CrashFormer: A Multimodal Architecture to Predict the Risk of Crash
Amin Karimi Monsefi, Pouya Shiri, Ahmad Mohammadshirazi, Nastaran Karimi Monsefi, Ron Davies, Sobhan Moosavi, Rajiv Ramnath
DOI: https://doi.org/10.1145/3615900.3628769
2024-02-08
Abstract:Reducing traffic accidents is a crucial global public safety concern.
Accident prediction is key to improving traffic safety, enabling proactive
measures to be taken before a crash occurs, and informing safety policies,
regulations, and targeted interventions. Despite numerous studies on accident
prediction over the past decades, many have limitations in terms of
generalizability, reproducibility, or feasibility for practical use due to
input data or problem formulation. To address existing shortcomings, we propose
CrashFormer, a multi-modal architecture that utilizes comprehensive (but
relatively easy to obtain) inputs such as the history of accidents, weather
information, map images, and demographic information.
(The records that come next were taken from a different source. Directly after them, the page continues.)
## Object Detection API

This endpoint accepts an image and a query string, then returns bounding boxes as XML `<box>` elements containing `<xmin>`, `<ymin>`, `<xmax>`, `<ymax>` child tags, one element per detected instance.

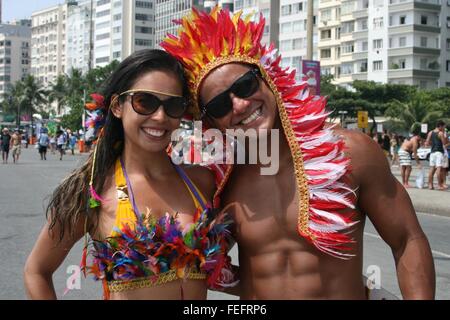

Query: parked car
<box><xmin>417</xmin><ymin>146</ymin><xmax>431</xmax><ymax>160</ymax></box>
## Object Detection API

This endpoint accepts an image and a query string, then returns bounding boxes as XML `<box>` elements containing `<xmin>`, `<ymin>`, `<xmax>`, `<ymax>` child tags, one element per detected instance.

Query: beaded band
<box><xmin>108</xmin><ymin>270</ymin><xmax>207</xmax><ymax>293</ymax></box>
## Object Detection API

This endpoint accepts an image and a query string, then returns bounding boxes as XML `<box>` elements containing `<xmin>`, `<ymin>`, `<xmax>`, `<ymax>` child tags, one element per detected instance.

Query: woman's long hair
<box><xmin>47</xmin><ymin>49</ymin><xmax>189</xmax><ymax>242</ymax></box>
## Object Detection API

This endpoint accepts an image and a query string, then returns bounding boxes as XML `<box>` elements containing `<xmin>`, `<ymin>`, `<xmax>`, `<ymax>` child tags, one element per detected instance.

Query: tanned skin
<box><xmin>200</xmin><ymin>63</ymin><xmax>435</xmax><ymax>300</ymax></box>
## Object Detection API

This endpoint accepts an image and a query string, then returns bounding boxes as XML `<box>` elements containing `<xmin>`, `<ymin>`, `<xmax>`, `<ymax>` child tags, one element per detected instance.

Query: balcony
<box><xmin>353</xmin><ymin>72</ymin><xmax>368</xmax><ymax>81</ymax></box>
<box><xmin>388</xmin><ymin>46</ymin><xmax>440</xmax><ymax>56</ymax></box>
<box><xmin>389</xmin><ymin>24</ymin><xmax>440</xmax><ymax>35</ymax></box>
<box><xmin>388</xmin><ymin>68</ymin><xmax>440</xmax><ymax>79</ymax></box>
<box><xmin>352</xmin><ymin>51</ymin><xmax>368</xmax><ymax>60</ymax></box>
<box><xmin>389</xmin><ymin>0</ymin><xmax>441</xmax><ymax>12</ymax></box>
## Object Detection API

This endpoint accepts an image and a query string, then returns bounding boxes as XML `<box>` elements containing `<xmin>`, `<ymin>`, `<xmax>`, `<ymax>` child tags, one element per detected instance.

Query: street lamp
<box><xmin>338</xmin><ymin>110</ymin><xmax>348</xmax><ymax>128</ymax></box>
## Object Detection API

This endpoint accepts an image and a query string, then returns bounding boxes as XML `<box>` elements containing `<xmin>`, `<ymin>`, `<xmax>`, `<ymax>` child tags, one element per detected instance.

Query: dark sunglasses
<box><xmin>201</xmin><ymin>68</ymin><xmax>261</xmax><ymax>119</ymax></box>
<box><xmin>119</xmin><ymin>90</ymin><xmax>188</xmax><ymax>119</ymax></box>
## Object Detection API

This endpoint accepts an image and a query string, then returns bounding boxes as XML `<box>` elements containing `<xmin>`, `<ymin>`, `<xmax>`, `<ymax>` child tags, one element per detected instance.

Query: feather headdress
<box><xmin>161</xmin><ymin>7</ymin><xmax>358</xmax><ymax>259</ymax></box>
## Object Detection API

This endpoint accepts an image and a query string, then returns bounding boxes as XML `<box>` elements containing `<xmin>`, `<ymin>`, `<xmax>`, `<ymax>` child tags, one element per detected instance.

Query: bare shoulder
<box><xmin>181</xmin><ymin>165</ymin><xmax>216</xmax><ymax>202</ymax></box>
<box><xmin>333</xmin><ymin>128</ymin><xmax>390</xmax><ymax>184</ymax></box>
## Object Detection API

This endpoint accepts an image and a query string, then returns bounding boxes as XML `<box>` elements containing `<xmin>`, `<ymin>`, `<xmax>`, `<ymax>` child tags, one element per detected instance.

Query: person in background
<box><xmin>390</xmin><ymin>133</ymin><xmax>400</xmax><ymax>167</ymax></box>
<box><xmin>398</xmin><ymin>129</ymin><xmax>421</xmax><ymax>188</ymax></box>
<box><xmin>1</xmin><ymin>127</ymin><xmax>12</xmax><ymax>164</ymax></box>
<box><xmin>426</xmin><ymin>120</ymin><xmax>448</xmax><ymax>190</ymax></box>
<box><xmin>69</xmin><ymin>133</ymin><xmax>78</xmax><ymax>155</ymax></box>
<box><xmin>10</xmin><ymin>129</ymin><xmax>22</xmax><ymax>164</ymax></box>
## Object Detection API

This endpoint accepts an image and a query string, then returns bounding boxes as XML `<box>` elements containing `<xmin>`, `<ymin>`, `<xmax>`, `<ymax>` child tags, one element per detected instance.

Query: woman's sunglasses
<box><xmin>201</xmin><ymin>68</ymin><xmax>261</xmax><ymax>119</ymax></box>
<box><xmin>118</xmin><ymin>89</ymin><xmax>188</xmax><ymax>119</ymax></box>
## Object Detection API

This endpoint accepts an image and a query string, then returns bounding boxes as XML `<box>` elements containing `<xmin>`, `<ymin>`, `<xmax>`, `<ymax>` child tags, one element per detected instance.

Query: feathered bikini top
<box><xmin>82</xmin><ymin>158</ymin><xmax>238</xmax><ymax>299</ymax></box>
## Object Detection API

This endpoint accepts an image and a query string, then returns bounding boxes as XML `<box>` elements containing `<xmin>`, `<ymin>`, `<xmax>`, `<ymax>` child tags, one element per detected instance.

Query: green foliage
<box><xmin>325</xmin><ymin>79</ymin><xmax>448</xmax><ymax>133</ymax></box>
<box><xmin>2</xmin><ymin>60</ymin><xmax>119</xmax><ymax>131</ymax></box>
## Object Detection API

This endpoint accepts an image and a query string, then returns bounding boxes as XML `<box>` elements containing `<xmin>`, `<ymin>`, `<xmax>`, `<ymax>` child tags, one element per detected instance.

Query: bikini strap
<box><xmin>173</xmin><ymin>165</ymin><xmax>208</xmax><ymax>211</ymax></box>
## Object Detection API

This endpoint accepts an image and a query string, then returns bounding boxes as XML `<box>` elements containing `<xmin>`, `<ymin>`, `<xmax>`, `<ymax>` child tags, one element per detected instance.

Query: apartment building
<box><xmin>318</xmin><ymin>0</ymin><xmax>449</xmax><ymax>89</ymax></box>
<box><xmin>31</xmin><ymin>4</ymin><xmax>69</xmax><ymax>86</ymax></box>
<box><xmin>0</xmin><ymin>22</ymin><xmax>31</xmax><ymax>96</ymax></box>
<box><xmin>66</xmin><ymin>0</ymin><xmax>95</xmax><ymax>74</ymax></box>
<box><xmin>94</xmin><ymin>0</ymin><xmax>155</xmax><ymax>67</ymax></box>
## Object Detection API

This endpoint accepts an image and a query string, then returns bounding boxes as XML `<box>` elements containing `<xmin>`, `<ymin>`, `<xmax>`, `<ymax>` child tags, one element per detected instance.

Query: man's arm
<box><xmin>343</xmin><ymin>130</ymin><xmax>435</xmax><ymax>299</ymax></box>
<box><xmin>439</xmin><ymin>131</ymin><xmax>448</xmax><ymax>147</ymax></box>
<box><xmin>425</xmin><ymin>132</ymin><xmax>432</xmax><ymax>147</ymax></box>
<box><xmin>412</xmin><ymin>138</ymin><xmax>421</xmax><ymax>166</ymax></box>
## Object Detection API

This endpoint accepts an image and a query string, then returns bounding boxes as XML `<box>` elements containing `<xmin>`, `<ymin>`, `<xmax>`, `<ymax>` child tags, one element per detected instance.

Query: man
<box><xmin>38</xmin><ymin>129</ymin><xmax>49</xmax><ymax>161</ymax></box>
<box><xmin>398</xmin><ymin>129</ymin><xmax>421</xmax><ymax>188</ymax></box>
<box><xmin>426</xmin><ymin>120</ymin><xmax>448</xmax><ymax>190</ymax></box>
<box><xmin>162</xmin><ymin>7</ymin><xmax>435</xmax><ymax>299</ymax></box>
<box><xmin>1</xmin><ymin>127</ymin><xmax>12</xmax><ymax>164</ymax></box>
<box><xmin>10</xmin><ymin>129</ymin><xmax>22</xmax><ymax>164</ymax></box>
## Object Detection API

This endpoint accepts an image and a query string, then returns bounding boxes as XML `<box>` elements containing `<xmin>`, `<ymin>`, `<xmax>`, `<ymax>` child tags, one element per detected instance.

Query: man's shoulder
<box><xmin>332</xmin><ymin>128</ymin><xmax>388</xmax><ymax>178</ymax></box>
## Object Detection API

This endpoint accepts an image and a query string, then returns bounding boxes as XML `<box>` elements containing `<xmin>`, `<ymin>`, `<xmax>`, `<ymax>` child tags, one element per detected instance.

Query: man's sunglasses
<box><xmin>118</xmin><ymin>89</ymin><xmax>188</xmax><ymax>119</ymax></box>
<box><xmin>201</xmin><ymin>68</ymin><xmax>261</xmax><ymax>119</ymax></box>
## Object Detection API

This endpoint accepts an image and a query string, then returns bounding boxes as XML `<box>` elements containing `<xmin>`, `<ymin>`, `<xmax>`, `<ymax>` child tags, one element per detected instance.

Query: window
<box><xmin>321</xmin><ymin>9</ymin><xmax>331</xmax><ymax>22</ymax></box>
<box><xmin>400</xmin><ymin>16</ymin><xmax>406</xmax><ymax>25</ymax></box>
<box><xmin>360</xmin><ymin>61</ymin><xmax>368</xmax><ymax>72</ymax></box>
<box><xmin>335</xmin><ymin>27</ymin><xmax>341</xmax><ymax>39</ymax></box>
<box><xmin>420</xmin><ymin>58</ymin><xmax>427</xmax><ymax>69</ymax></box>
<box><xmin>399</xmin><ymin>37</ymin><xmax>406</xmax><ymax>47</ymax></box>
<box><xmin>293</xmin><ymin>38</ymin><xmax>303</xmax><ymax>50</ymax></box>
<box><xmin>399</xmin><ymin>59</ymin><xmax>406</xmax><ymax>69</ymax></box>
<box><xmin>446</xmin><ymin>60</ymin><xmax>450</xmax><ymax>72</ymax></box>
<box><xmin>342</xmin><ymin>41</ymin><xmax>354</xmax><ymax>54</ymax></box>
<box><xmin>293</xmin><ymin>2</ymin><xmax>303</xmax><ymax>14</ymax></box>
<box><xmin>135</xmin><ymin>39</ymin><xmax>152</xmax><ymax>46</ymax></box>
<box><xmin>421</xmin><ymin>37</ymin><xmax>427</xmax><ymax>47</ymax></box>
<box><xmin>373</xmin><ymin>60</ymin><xmax>383</xmax><ymax>71</ymax></box>
<box><xmin>373</xmin><ymin>39</ymin><xmax>383</xmax><ymax>49</ymax></box>
<box><xmin>341</xmin><ymin>63</ymin><xmax>353</xmax><ymax>75</ymax></box>
<box><xmin>281</xmin><ymin>22</ymin><xmax>292</xmax><ymax>34</ymax></box>
<box><xmin>362</xmin><ymin>41</ymin><xmax>368</xmax><ymax>51</ymax></box>
<box><xmin>421</xmin><ymin>15</ymin><xmax>428</xmax><ymax>25</ymax></box>
<box><xmin>321</xmin><ymin>29</ymin><xmax>331</xmax><ymax>39</ymax></box>
<box><xmin>281</xmin><ymin>4</ymin><xmax>292</xmax><ymax>16</ymax></box>
<box><xmin>447</xmin><ymin>39</ymin><xmax>450</xmax><ymax>50</ymax></box>
<box><xmin>360</xmin><ymin>18</ymin><xmax>368</xmax><ymax>30</ymax></box>
<box><xmin>280</xmin><ymin>40</ymin><xmax>292</xmax><ymax>51</ymax></box>
<box><xmin>321</xmin><ymin>49</ymin><xmax>331</xmax><ymax>58</ymax></box>
<box><xmin>373</xmin><ymin>17</ymin><xmax>384</xmax><ymax>28</ymax></box>
<box><xmin>293</xmin><ymin>20</ymin><xmax>303</xmax><ymax>32</ymax></box>
<box><xmin>342</xmin><ymin>21</ymin><xmax>354</xmax><ymax>33</ymax></box>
The model predicts the
future risk of accidents on a reasonably acceptable cadence (i.e., every six
hours) for a geographical location of 5.161 square kilometers. CrashFormer is
composed of five components: a sequential encoder to utilize historical
accidents and weather data, an image encoder to use map imagery data, a raw
data encoder to utilize demographic information, a feature fusion module for
aggregating the encoded features, and a classifier that accepts the aggregated
data and makes predictions accordingly. Results from extensive real-world
experiments in 10 major US cities show that CrashFormer outperforms
state-of-the-art sequential and non-sequential models by 1.8% in F1-score on
average when using ``sparse'' input data.
Machine Learning,Artificial Intelligence